David Bate, Transmission Review Stream of Consciousness
29 01 2010Comments : Leave a Comment »
Tags: David Bate, Reviews, Stream of consciousness voice, Transmission ramblings, Transmission Reviews
Categories : Transmission Reviews
David Bate/ Michelle Atherton, Transmission
10 01 2010Transmission
18 November 2009
NOT THE OTHER.
David Bate. Host: Michelle Atherton.
I come in this transmission to learn more about the notion of difference, the title is attractive.

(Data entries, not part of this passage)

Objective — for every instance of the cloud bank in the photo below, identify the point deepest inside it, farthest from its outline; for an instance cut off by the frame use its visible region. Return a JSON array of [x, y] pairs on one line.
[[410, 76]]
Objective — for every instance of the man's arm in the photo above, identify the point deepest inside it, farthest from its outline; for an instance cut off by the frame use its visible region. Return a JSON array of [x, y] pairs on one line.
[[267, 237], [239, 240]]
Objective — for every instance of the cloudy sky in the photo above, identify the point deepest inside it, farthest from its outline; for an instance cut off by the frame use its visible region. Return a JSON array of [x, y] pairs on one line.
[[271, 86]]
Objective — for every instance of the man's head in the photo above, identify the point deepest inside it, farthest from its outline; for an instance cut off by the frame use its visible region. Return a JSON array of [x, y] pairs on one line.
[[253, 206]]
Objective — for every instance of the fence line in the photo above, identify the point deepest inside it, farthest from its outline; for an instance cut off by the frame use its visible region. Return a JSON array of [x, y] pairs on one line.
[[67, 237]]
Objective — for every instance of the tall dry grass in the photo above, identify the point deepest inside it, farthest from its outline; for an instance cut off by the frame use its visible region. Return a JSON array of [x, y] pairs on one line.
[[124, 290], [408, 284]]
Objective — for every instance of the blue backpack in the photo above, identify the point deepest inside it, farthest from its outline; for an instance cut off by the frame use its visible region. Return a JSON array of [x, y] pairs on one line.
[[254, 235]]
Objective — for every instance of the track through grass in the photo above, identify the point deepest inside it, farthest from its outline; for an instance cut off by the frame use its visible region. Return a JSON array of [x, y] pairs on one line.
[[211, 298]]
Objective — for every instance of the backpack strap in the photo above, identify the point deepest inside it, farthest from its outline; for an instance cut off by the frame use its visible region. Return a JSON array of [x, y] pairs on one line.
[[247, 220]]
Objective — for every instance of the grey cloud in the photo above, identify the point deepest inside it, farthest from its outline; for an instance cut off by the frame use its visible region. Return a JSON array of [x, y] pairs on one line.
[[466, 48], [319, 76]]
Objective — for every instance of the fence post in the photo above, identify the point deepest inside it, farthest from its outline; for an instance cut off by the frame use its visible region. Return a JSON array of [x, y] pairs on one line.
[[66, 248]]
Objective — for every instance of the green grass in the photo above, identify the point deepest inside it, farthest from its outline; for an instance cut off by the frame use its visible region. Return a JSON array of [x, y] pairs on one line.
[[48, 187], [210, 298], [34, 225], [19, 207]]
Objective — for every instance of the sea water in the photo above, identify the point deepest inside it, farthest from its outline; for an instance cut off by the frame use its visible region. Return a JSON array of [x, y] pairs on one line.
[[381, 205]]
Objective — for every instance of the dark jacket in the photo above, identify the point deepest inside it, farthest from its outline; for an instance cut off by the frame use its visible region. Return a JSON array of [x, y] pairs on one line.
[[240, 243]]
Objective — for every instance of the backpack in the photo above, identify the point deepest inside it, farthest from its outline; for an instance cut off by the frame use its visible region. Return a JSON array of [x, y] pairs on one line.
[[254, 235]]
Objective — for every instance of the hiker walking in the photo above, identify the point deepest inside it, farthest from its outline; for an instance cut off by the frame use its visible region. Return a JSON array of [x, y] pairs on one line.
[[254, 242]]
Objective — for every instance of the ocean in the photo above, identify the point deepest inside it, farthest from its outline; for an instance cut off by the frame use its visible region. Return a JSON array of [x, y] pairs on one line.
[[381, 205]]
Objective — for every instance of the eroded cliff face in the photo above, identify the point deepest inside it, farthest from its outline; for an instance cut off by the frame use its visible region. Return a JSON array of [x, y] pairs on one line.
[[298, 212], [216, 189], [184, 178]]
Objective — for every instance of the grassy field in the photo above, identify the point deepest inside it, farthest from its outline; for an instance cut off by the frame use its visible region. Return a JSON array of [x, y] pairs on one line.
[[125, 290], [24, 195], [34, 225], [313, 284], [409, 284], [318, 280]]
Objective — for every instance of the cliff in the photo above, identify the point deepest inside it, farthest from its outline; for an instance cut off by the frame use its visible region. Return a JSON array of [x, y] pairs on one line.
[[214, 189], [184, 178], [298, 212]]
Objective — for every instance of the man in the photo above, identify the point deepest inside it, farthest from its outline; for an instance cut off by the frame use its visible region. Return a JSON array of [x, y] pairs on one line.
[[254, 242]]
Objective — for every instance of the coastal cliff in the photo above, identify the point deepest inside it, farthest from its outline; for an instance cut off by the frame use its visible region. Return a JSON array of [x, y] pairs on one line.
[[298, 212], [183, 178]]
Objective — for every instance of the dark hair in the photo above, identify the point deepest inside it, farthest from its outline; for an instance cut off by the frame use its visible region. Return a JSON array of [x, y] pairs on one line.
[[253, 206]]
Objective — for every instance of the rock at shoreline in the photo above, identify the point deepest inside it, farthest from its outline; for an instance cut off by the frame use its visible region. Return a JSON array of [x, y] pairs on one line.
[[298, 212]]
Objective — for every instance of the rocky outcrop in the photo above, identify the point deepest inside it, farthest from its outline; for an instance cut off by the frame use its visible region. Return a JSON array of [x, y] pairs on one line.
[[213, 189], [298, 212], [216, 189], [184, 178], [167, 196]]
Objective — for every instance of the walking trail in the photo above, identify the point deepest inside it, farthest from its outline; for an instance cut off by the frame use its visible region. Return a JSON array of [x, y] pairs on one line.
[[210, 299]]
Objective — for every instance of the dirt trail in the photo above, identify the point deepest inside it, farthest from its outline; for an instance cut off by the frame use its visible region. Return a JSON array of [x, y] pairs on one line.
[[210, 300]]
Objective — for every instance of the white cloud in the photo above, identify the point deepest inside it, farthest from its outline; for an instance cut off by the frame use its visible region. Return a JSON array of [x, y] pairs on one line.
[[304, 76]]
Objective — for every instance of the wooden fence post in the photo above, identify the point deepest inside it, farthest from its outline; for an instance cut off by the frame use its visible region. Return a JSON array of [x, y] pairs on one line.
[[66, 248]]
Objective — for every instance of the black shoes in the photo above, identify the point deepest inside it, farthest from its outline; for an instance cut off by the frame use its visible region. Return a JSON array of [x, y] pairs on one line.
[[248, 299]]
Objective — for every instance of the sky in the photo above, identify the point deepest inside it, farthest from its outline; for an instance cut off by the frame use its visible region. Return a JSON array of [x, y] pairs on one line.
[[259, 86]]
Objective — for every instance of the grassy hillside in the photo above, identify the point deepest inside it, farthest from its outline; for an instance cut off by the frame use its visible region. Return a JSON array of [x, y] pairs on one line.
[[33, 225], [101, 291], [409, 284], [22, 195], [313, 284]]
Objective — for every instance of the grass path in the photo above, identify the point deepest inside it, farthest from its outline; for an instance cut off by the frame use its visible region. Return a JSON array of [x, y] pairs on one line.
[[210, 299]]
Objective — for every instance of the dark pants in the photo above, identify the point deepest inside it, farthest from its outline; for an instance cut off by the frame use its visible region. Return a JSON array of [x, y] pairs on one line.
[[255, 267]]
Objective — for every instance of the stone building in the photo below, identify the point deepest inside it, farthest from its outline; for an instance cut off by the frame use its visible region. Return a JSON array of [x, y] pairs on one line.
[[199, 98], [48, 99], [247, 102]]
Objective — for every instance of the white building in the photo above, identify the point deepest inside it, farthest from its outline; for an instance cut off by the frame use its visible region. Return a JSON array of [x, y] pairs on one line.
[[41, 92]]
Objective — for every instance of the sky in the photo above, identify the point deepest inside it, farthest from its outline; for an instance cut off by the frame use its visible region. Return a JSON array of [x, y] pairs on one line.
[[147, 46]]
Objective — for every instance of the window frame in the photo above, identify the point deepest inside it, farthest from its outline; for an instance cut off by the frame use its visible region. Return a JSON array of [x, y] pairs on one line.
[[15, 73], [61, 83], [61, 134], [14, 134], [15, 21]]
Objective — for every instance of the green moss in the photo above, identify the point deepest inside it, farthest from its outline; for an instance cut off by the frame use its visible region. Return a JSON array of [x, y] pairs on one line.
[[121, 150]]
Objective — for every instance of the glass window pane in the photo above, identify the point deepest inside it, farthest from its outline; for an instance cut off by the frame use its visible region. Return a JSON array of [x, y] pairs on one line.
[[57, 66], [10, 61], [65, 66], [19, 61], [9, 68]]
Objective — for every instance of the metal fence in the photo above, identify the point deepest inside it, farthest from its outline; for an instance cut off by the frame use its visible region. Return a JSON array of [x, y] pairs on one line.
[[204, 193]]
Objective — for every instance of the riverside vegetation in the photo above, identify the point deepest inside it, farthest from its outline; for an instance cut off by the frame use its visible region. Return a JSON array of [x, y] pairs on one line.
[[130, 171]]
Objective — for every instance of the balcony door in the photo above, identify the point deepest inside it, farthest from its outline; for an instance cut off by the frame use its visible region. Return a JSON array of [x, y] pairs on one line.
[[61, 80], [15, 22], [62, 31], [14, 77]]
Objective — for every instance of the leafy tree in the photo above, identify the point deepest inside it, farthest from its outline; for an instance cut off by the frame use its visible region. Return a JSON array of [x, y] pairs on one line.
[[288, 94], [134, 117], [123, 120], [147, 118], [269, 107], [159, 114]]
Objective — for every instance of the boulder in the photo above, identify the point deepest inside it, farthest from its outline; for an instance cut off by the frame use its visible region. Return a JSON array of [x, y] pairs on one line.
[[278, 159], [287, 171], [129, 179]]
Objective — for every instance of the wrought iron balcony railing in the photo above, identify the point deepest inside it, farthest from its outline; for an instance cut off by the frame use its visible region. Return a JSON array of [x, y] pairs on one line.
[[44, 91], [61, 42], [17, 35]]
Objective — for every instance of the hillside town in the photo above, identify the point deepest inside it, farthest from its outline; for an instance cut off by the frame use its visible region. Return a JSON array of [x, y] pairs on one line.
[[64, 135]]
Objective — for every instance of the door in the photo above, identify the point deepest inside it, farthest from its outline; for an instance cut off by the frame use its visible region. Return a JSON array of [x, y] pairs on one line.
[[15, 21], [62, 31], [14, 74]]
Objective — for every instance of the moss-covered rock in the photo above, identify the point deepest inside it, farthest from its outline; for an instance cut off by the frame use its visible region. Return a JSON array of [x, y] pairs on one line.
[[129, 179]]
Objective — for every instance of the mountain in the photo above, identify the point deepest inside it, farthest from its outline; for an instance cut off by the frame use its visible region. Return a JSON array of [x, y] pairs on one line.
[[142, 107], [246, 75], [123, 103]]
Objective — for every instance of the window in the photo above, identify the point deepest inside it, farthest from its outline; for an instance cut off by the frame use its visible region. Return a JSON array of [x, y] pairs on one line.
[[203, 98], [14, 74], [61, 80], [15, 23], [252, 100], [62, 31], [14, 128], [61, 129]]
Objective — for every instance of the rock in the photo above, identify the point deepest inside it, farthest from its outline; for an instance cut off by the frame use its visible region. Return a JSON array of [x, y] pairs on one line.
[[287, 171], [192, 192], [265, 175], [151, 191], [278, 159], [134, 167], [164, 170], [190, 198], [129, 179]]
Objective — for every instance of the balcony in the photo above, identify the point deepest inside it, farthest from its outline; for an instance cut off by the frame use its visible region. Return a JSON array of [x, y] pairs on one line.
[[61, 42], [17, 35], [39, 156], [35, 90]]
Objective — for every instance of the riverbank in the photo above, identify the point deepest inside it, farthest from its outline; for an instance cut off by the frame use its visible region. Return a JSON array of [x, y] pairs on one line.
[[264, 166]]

David Bate is the name of the photographer, his lecture is on friendship, the notion of the OTHER. On the screen, an image of Gustave Courbet’s painting “Bonjour Monsieur Courbet.” The original is displayed in Montpellier’s Museum.
Michelle Atherton introduces the photographer as her best friend, then follow words ok kindness, generosity and… of true friendship.
Then the photographer starts by giving some explanations on what friends are, what friendship is, why one chooses to be with another. A friend is another. Being friend is sharing points of view, physical sensations of being together, recognizing sameness and difference. I can not help but agree with the presentation, because all my present work is based on otherness, relationship, friendship, questioning the Otherness…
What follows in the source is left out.